The girl was inside. Anna hadn’t seen her in an hour or more. In fact, she had gone nowhere near her, even after seeing the woman dead in the car. Instead, she had grabbed the cordless handset from the hall table and run with it into the kitchen. Dialled the police. She must have sounded insane. Garbled, insane.

‘What has she said?’ she asked Wilde now.

‘The girl? Nothing.’

‘She said nothing to me either,’ Anna murmured. ‘I ran inside, I don’t know what I said, I think perhaps I said, your friend has died …’

‘She has been dead more than a day,’ Wilde said. ‘I should think.’

‘My God,’ Anna whispered. She turned now to stare at the car, where a team were working in white protective overalls. Inside, Alisha Graham still sat in the passenger seat. As the light grew brighter, it was possible to see her face. The mouth was a little open, the eyes fixed.

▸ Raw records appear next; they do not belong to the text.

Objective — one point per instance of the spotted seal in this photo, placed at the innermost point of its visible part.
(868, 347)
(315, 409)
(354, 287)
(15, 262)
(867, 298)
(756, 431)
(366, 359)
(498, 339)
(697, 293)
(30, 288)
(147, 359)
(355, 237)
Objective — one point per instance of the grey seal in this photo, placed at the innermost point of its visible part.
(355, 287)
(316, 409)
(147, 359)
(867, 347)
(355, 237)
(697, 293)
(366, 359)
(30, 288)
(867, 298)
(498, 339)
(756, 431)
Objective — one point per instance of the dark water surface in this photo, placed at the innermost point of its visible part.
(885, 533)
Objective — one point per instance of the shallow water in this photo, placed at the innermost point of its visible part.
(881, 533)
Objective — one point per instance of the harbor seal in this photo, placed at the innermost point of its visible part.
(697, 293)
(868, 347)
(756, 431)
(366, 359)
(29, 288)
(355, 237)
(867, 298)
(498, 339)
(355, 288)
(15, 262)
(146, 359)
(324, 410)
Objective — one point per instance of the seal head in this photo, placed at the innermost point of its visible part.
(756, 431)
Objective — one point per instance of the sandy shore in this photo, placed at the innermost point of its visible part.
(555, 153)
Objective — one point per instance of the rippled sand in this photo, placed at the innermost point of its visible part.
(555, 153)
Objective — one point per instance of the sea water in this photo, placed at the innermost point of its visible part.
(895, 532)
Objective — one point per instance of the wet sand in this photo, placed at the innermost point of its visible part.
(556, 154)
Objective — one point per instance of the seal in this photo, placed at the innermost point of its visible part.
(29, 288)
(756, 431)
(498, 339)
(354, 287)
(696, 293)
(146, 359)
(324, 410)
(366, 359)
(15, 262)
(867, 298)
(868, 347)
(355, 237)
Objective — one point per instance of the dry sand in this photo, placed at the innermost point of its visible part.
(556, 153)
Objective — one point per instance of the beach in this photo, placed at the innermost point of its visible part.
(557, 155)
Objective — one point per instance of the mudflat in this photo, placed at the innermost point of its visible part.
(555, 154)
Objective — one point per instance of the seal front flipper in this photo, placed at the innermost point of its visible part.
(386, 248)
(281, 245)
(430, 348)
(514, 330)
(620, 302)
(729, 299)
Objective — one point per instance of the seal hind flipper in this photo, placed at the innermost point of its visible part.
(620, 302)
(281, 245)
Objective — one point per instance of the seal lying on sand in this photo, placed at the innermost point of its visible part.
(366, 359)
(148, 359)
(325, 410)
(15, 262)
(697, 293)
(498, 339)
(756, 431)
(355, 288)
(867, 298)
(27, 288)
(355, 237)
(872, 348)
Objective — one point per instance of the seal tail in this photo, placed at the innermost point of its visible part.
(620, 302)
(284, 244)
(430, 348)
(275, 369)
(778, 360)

‘Do you know where Mr Aubrete is?’ Wilde asked.

She forced herself to look away from the car. ‘At the Manor,’ she said.

‘There’s no one there. Just an answerphone.’

‘Well, how would I know? I’ve hardly met him.’ More lies.

‘Did anyone at the café mention that he was away this week?’

‘No. But … I heard someone say that his father was ill, in hospital. Perhaps he was there. You could ask Richard Forbes. The estate manager.’

‘We will.’

‘More than a day,’ Anna murmured. ‘That’s … grotesque, isn’t it?’

‘Yes.’

‘That girl must have driven, with her dead …’ Anna’s voice trailed away. ‘What’s her name? Who is she?’

‘We don’t know.’

‘She must have a handbag, a suitcase …’

‘Did you see one?’ he asked.

‘No, but …’

‘There’s nothing in the car except Miss Graham’s holdall. Nothing in the boot, nothing in the glove compartment but Miss Graham’s licence, personal papers, and service history of the car.’

‘A coat, then?’

‘No coat.’

She stared at him. ‘But it was pouring with rain. It had been pouring all day. And not just here.’

‘Yes.’

Anna stared at the ground. ‘When she got out of the car she looked dry. Neat. Dry.’

‘Which means …?’ Wilde asked.

She paused, bit the inside of her lip against her impatience. Same game. A shame he never got bored of it. ‘She doesn’t look like a person who had been travelling for hours, let alone days. She’s so neat and tidy.’

He stayed quiet for some time.

Light, the light of a May morning, began to flood the valley, turning the house rosy, then white. The climbing rose that grew up the side and across one of the top windows was a vibrant pink. When Anna had moved here last year, in this same month, she had looked out at the sea through those beautiful apricot-pink roses and thought, This is an omen. Roses framing the view. I’m going to be happy here.

Oh, God, you could be wrong. You could be very wrong.

‘It’s the wrong house,’ she murmured.

Wilde seemed not to hear her.

‘Why was she coming to the Manor?’ Anna asked. ‘Alisha Graham.’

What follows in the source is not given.